(This article first appeared in the 2017 Techonomy print and digital Magazine.)
In the thousands of years since people in China first began fermenting a mixture of grapes and rice, the art and especially the science of making wine has grown ever more sophisticated. Today vineyards are meticulously planned, with rows of vines carefully maintained and cultivated to generate the highest yield and refined taste characteristics. The result is highly-dependent on weather conditions, as well as variables like the alkalinity and nutrients in the soil, humidity, and the presence or absence of pests or other animals in the surrounding ecosystem. Variations in a crop can have huge economic impact, so vintners are turning to technology to monitor and grow grapes, seeking the best possible wine.
“Making wine is a series of vineyard and winery choices involving information that surrounds us, as well as intuition. Technology is providing us tools that improve the amount and quality of the information and make us more efficient,” says Paul Clifton, GM & Director of Winemaking at Hahn Family Wines (HFW).
While many factors remain out of the winemakers’ control, HFW is on the cutting edge of leveraging information about environmental conditions in their vineyards. In the past, such data was only collected periodically and for large plots of land that may not have been representative of the conditions in specific plots. Now Hahn has deployed sensors throughout the vineyard to take information like what comes out of real clouds and route it to computer “clouds” where the data is stored and analyzed. Verizon, extending its products and services in new areas, has partnered with HFW to explore this new application of the Internet of Things, in which connected intelligent devices enable systems to operate more efficiently.

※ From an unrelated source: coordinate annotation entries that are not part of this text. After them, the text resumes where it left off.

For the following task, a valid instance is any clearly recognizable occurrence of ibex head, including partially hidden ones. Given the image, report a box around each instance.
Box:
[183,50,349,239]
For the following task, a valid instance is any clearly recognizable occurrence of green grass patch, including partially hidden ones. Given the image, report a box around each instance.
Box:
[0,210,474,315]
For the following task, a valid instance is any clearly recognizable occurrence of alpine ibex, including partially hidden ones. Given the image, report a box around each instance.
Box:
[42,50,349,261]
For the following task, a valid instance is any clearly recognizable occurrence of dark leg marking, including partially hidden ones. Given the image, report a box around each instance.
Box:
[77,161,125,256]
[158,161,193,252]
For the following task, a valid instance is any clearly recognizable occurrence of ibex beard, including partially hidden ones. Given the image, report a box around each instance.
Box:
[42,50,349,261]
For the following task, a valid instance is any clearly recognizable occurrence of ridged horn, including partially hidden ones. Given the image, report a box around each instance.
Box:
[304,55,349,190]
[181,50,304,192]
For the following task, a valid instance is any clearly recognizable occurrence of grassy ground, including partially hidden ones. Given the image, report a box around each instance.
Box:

Andy Mitchell, HFW’s director of viticulture (the cultivation of grapevines), says the new methods provide more precise data about how the vines use water, which enables him to know exactly when best to give them more. As these relatively new systems improve, he anticipates monitoring vineyard mildew and “rot pressure,” so vintners can know more exactly where and when to spray special vine treatments.
The goal, of course, is to improve output, but even more importantly taste. “It all leads to an end product, a bottle of wine,” says General Manager Clifton, who clearly loves his job. “Most winemakers strive for better than just tasting good. We want the wine to be so great that it sparks the same emotional high for the consumer that the winemaker experienced while making it.” In his opinion the process still requires a substantial element of art. “I don’t think technology can replace these senses…yet.”